The Death of Vishnu skillfully captures the struggles of urban life, even if its central religious metaphor jerks the reader back and forth between reality, fantasy, past, present and future. In order to understand the author’s frequent mythological references, it’s best to brush up on the basics of Hinduism. However, even those who dive into The Death of Vishnu unfamiliar with the Vedas will be awed by the rare treats of this sophisticated, elegant novel.

Suri’s work was inspired by the actual death of Vishnu, a man who had lived and died on the steps of the author’s childhood home in Bombay. The Death of Vishnu depicts the slow, poignant demise of the title character, an odd-job man whose limp body lies motionless on the landing as the intertwined lives of the building’s inhabitants unfold around him. The light shining through the windows plays on Vishnu’s face as it “passes through his closed eyelids and whispers his past to him,” during his final ascension of the apartment stairs. As his old, weak frame rises into the air above, “the spell of gravity is broken, all the scents he has smelled are upon him, blending together to form a new aroma,” and his body changes into something liquid and luminous. He turns into his namesake, the god Vishnu. According to Hindu mythology, whenever there is an imbalance between good and evil, Vishnu, “the preserver,” is born to re-establish order. The deity of Vishnu has emerged from the old man’s body to sort out the emotions flying through the apartment block, which are completely out of equilibrium. Suri explores the deeper workings of human nature as he approaches an electrifying catharsis of illumination, love, and loss.

Suri’s prose, with its glowing, sensual language and powerful imagery, fluidly draws readers into the mystical world of the gods, with its potent, spicy-sweet scents: “The perfume is so thick and potent that he can feel it press against his face. Except that now it is the earth his nostrils are pressed against, earth that is wet and aromatic, earth that smells sweet and loamy…it is the land, it is fertility…it is an aroma he has never smelled before, but recognizes instantly”

Suri has called the Bombay apartment building in The Death of Vishnu a microcosm for the ethno-political map of India. The novel chronicles several relationships within the building: a pair of feuding housewives, a bereaved widower who lives in his own past, lovesick teenagers, and a Muslim couple whose marriage is failing fast. By focusing the chapters of his novel on how these different characters interact with one another and with Vishnu, Suri is able to show how religion, death, faith, and unexpected changes all work together to define each person’s individuality.

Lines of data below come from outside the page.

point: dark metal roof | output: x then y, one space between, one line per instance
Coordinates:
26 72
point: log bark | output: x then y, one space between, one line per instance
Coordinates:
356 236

Religious issues distress several of Suri’s characters, including the Hindu Asrani family on the first floor and the Muslim Jalals on the second. Kavita, the beautiful, teenage Asrani daughter, must choose between the high-class Hindu engineer her parents have selected for her, and her true love, Salim Jalal. Kavita and Salim’s secret relationship places a huge strain on the entire apartment community. Vishnu agrees to become their “alerter,” and shares vicariously in the dangerous lust and innocent beauty of first-time love.

Meanwhile, Salim’s father, Ahmed Jalal, in his deep effort to understand the obstinacy and hysteria of religion, is determined to experience “this thing they call faith.” Rejecting his intellectualism in favor of enlightenment, he begins to leave his wife at night and sleep wrapped up in the calm darkness of Vishnu’s body. It is at these points in The Death of Vishnu that Suri’s novel crosses the threshold between awesome and extraordinary. Suri’s detailed account of Jalal’s vision of Vishnu is so exquisitely crafted that it almost seems to be an out-of-body experience for the reader as well.